Kainate Receptors Exhibit Differential Sensitivities to (S)-5-Iodowillardiine

  1. Geoffrey T. Swanson,
  2. Tim Green and
  3. Stephen F. Heinemann
  1. Molecular Neurobiology Laboratory, The Salk Institute, La Jolla, California 92037

    Abstract

    Characterization of the role of kainate receptors in excitatory synaptic transmission has been hampered by a lack of subtype-selective pharmacological agents. (S)-5-Iodowillardiine (IW), an analog of willardiine [(S)-1-(2-amino-2-carboxyethyl)pyrimidine-2,4-dione], a heterocyclic amino acid found in Acacia andMimosa seeds, was previously shown to be highly potent on native kainate receptors in dorsal root ganglion neurons. We examined the responses evoked by IW from recombinant homomeric and heteromeric kainate receptors expressed in human embryonic kidney 293 cells. IW potently elicited currents from glutamate receptor 5 (GluR5)-expressing cells, but showed no activity on homomeric GluR6 or GluR7 receptors.
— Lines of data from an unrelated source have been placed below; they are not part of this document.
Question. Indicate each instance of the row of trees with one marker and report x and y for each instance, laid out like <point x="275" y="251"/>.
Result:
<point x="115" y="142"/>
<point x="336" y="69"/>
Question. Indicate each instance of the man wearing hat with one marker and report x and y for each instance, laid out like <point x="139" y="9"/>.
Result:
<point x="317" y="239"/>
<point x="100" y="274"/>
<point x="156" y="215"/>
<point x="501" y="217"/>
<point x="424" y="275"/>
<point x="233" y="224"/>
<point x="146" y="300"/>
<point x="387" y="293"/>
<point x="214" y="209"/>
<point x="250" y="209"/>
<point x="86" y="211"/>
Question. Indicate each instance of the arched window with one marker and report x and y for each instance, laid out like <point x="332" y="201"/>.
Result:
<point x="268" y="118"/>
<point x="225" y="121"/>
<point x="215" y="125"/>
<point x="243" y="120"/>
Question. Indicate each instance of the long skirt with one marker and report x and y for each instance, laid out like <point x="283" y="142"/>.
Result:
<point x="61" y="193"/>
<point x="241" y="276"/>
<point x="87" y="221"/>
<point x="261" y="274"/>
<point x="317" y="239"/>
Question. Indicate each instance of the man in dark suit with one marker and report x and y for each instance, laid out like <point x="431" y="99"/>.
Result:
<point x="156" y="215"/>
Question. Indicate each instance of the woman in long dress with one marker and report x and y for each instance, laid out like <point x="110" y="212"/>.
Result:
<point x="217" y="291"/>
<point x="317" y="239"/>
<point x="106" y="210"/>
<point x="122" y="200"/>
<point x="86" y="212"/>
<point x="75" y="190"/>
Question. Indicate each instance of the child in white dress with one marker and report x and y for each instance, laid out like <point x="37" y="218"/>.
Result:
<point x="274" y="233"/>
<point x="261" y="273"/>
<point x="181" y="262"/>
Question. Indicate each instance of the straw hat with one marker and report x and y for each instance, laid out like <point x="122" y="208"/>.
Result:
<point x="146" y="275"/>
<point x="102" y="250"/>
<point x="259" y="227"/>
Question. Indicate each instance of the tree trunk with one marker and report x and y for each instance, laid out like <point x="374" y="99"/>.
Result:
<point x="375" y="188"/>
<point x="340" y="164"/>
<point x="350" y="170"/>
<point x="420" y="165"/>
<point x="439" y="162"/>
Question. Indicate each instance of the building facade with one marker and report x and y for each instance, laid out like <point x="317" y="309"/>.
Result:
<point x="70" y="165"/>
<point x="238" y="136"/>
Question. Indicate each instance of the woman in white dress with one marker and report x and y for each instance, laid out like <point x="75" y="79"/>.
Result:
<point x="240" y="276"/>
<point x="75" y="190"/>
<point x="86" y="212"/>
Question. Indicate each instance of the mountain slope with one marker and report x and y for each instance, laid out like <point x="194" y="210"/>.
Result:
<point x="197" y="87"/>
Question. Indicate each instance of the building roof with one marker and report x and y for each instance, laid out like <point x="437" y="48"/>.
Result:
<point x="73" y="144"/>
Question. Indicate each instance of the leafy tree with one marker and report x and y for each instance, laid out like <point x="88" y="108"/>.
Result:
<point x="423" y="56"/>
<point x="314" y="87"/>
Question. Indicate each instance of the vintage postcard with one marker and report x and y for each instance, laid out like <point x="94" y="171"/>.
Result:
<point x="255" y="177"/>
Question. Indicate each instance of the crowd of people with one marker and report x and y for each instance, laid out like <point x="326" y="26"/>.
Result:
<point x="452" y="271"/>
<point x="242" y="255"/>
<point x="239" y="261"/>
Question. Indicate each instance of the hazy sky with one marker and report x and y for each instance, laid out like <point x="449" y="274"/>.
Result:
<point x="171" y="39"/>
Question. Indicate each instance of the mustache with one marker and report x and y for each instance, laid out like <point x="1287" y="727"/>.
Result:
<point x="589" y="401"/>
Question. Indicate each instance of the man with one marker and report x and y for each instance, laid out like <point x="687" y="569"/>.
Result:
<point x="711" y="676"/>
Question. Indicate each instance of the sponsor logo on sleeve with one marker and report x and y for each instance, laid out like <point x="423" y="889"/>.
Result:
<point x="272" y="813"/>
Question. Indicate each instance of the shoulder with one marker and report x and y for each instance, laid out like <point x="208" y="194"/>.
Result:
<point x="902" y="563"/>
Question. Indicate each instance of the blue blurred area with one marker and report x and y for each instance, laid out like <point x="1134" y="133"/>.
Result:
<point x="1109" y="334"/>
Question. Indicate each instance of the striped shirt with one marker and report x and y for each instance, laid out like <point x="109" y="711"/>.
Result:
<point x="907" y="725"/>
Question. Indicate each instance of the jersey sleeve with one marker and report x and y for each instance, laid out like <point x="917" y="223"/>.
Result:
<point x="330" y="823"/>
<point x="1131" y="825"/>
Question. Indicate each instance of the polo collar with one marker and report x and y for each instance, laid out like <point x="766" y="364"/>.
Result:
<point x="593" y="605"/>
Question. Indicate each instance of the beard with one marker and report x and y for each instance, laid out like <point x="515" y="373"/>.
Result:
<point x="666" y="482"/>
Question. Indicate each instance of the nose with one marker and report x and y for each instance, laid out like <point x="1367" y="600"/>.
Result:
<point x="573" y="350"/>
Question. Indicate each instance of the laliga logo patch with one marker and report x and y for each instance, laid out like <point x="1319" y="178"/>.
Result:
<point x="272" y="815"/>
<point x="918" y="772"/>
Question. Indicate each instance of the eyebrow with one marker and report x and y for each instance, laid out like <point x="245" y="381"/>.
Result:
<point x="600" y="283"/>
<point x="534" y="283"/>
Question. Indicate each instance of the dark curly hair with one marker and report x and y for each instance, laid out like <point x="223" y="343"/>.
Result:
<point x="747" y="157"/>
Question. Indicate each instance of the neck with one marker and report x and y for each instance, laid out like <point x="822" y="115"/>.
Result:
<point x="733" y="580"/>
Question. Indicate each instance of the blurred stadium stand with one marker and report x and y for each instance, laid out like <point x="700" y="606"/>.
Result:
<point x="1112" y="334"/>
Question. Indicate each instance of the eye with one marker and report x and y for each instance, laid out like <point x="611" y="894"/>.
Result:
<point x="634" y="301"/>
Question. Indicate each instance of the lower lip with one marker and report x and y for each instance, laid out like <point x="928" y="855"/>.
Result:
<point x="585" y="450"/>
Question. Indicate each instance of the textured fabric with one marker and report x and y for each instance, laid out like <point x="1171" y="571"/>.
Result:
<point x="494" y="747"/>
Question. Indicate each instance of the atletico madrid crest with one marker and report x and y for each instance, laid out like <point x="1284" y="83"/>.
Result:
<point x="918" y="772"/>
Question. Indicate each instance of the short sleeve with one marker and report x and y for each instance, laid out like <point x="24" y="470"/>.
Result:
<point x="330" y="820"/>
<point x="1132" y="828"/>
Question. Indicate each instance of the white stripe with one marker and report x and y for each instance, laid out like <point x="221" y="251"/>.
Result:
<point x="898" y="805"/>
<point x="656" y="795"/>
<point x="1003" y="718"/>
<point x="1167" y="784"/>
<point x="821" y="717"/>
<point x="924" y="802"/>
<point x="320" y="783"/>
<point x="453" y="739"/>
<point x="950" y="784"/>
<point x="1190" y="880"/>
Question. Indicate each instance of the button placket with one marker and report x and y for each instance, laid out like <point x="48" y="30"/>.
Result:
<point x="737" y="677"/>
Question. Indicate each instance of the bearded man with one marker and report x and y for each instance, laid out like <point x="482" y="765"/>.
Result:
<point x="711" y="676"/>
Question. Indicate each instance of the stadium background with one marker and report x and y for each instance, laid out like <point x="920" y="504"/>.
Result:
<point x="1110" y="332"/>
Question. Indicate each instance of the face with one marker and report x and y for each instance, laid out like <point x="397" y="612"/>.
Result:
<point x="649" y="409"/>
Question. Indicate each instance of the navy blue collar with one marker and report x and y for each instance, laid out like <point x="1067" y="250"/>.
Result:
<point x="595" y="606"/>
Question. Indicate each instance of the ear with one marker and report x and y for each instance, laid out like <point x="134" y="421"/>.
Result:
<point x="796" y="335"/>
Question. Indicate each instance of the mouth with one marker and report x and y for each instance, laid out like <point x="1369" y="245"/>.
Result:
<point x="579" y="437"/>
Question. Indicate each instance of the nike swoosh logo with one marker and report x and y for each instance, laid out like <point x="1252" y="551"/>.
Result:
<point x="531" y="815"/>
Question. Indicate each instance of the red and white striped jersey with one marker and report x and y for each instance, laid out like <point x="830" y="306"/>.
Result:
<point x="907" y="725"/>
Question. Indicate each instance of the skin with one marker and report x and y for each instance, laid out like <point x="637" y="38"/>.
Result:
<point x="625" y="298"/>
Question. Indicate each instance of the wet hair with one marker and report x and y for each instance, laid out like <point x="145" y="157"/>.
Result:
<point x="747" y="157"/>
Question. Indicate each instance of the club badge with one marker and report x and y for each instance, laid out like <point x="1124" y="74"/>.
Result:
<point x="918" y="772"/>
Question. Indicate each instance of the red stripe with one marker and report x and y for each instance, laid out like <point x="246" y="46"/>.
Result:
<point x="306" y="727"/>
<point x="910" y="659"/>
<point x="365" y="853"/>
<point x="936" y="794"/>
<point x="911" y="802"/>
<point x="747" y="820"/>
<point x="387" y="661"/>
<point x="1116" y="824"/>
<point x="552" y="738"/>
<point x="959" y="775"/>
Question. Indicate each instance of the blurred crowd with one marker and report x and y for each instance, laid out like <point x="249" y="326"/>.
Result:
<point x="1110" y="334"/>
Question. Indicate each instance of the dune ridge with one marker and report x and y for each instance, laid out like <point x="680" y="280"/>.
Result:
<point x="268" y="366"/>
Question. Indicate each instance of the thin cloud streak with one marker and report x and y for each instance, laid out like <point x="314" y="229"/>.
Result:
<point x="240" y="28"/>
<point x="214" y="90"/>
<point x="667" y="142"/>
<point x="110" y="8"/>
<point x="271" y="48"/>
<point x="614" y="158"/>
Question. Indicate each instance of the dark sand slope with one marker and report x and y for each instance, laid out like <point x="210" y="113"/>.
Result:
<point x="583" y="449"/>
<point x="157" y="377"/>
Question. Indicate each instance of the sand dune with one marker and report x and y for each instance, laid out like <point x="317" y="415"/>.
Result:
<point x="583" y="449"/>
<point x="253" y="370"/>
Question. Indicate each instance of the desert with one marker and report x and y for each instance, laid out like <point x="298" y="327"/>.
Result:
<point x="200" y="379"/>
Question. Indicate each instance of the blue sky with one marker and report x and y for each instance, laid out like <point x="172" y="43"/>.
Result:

Co-expression of these receptor subunits with KA-2 subunits produced receptors that were weakly sensitive to IW. GluR5/KA-2 receptors had a higher EC50 value than homomeric GluR5 and exhibited a much faster recovery from desensitization. Finally, we found that the IW selectivity for GluR5 compared with GluR6 was determined by amino acid 721, which was previously shown to control α-amino-3-hydroxy-5-methyl-4-isoxazole-propionate sensitivity of these kainate receptor subunits. The pharmacological selectivity and commercial availability of IW suggests that this compound may be of use in characterizing the molecular constituents of native kainate receptor responses.

    Footnotes

    • Send reprint requests to: Dr. Geoffrey T. Swanson, Molecular Neurobiology Laboratory, The Salk Institute, 10010 North Torrey Pines Road, La Jolla, CA 92037. E-mail: swanson{at}salk.edu

    • This work was supported by an National Research Science Award fellowship (G.T.S.), a National Institute for Neurological Diseases and Stroke grant (S.F.H.), and a McKnight Endowment Fund for Neuroscience grant (S.F.H.).

    • Abbreviations:
      AMPA
      α-amino-3-hydroxy-5-methyl-4-isoxazole-propionate
      DRG
      dorsal root ganglion
      ATPA
      (R,S)-2-amino-3-(3-hydroxy-5-tert-butylisoxazol-4-yl)propanoic acid
      IW
      (S)-5-iodowillardiine
      HEK
      human embryonic kidney
      willardiine
      (S)-1-(2-amino-2-carboxyethyl)pyrimidine-2,4-dione
      HEPES
      4-(2-hydroxyethyl)-1-piperazineethanesulfonic acid
      NMDA
      N-methyl-d-aspartate
      EGTA
      ethylene glycol bis(β-aminoethyl ether)-N,N,N′,N′-tetraacetic acid
      GluR
      glutamate receptor
      • Received December 5, 1997.
      • Accepted January 29, 1998.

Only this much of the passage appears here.